Posted by Jessica Sieff in brand | Marketing

gardenandgunA NY Times article recently noted that lifestyle magazine Southern Living announced it would be bringing in some new blood to the 56-year-old publication versed in southern recipes, decorating tips and practical advice.

Jenna  Bush Hager has been added to the roster as an editor at large, an attempt to draw in young, southern readership.

In a world where publication is starting to feel, well, antiquated, a large publication trying to pull in younger readers is not uncommon, nor is it a new story. In this world, many swipe rather than leaf through the pages of their favorite mag and many pubs are looking for ways to keep their print alive.

In the story, the Times mentioned another publication and this one set my heart aflutter – the stately, young Garden & Gun.

I am by no means a southern girl, believe me. When working on designing a hyper-local magazine for my former employer, I discovered Garden & Gun. Around that time, it’d won a National Magazine Award for General Excellence. So I checked it out.

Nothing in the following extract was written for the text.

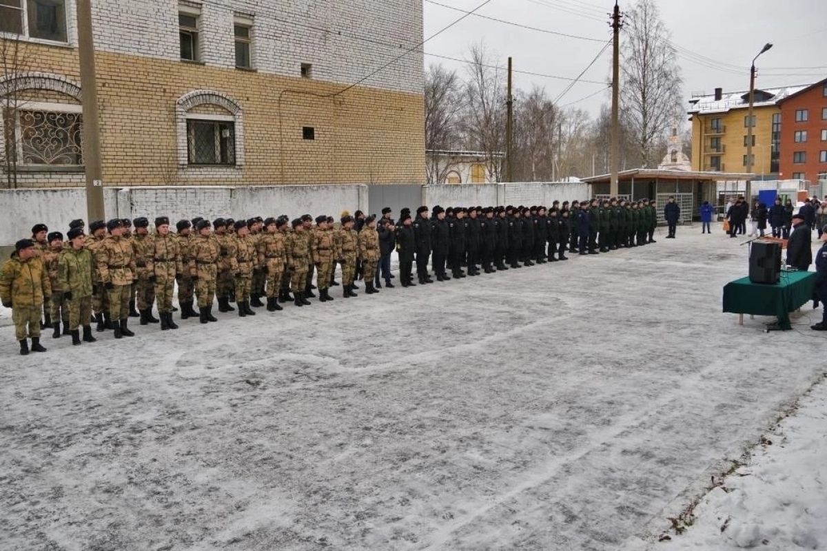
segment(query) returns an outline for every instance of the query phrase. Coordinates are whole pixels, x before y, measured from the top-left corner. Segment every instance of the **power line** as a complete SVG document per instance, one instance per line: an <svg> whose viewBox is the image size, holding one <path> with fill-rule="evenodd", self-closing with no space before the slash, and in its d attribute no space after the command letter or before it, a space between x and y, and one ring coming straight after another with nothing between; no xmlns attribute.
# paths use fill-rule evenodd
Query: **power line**
<svg viewBox="0 0 827 551"><path fill-rule="evenodd" d="M428 2L429 4L433 4L434 6L439 6L441 7L445 7L445 8L447 8L449 10L453 10L455 12L463 12L463 13L467 13L467 12L466 12L465 10L460 9L458 7L454 7L453 6L448 6L447 4L443 4L443 3L436 2L435 0L425 0L425 2ZM475 13L474 16L476 17L480 17L481 19L488 19L489 21L497 21L498 23L503 23L504 25L511 25L513 26L519 26L519 27L520 27L522 29L528 29L528 31L536 31L538 32L545 32L545 33L547 33L549 35L557 35L558 36L566 36L566 38L576 38L577 40L590 40L592 42L603 42L603 39L602 38L590 38L589 36L579 36L577 35L570 35L568 33L559 32L557 31L551 31L549 29L541 29L541 28L538 28L538 27L536 27L536 26L531 26L529 25L523 25L522 23L515 23L514 21L505 21L504 19L498 19L497 17L491 17L490 16L484 16L484 15L482 15L480 13Z"/></svg>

What I found was an example of how print gets it right. It’s why I’ve given subscriptions to the magazine as gifts and have one myself.

Covers draw the eye: from dutiful canines to decadent pecan pies and cocktails so sinful you can practically taste the syrupy bourbon.  A flip through the pages and you’ll find interviews with literary voices of the southern states, profiles of cities like Knoxville, Little Rock and Greenville, an interview with Morgan Freeman, profiles of pioneers of environmental change and musicians like Mumford and Sons.  One issue can give you travel ideas for an entire year.

The writers have a connection to their coverage area. They know the south. They love it. They think you will too. Columnists include Julia Reed and Roy Blount Jr. and dog lovers will relate to the “Good Dog” column, telling heartfelt stories of man’s best friend. And true to its name, there’s plenty to learn about hunting and even a little fly fishing. It’s not my thing, really, but I still read it…

Because Garden and Gun isn’t trying to reach a demographic. It’s trying to reach a reader. Someone who can appreciate a hot summer day, that place on a back road with the best barbecue in town and the perfect song to pair with the perfect afternoon. It is so in tune with its readers, some pay up to $500 to be a part of the Garden & Gun Club.

To be successful these days, it’s not enough to just know our business. We have to know our respective cultures. Therein lies the key to a good product – even a great one like G&G.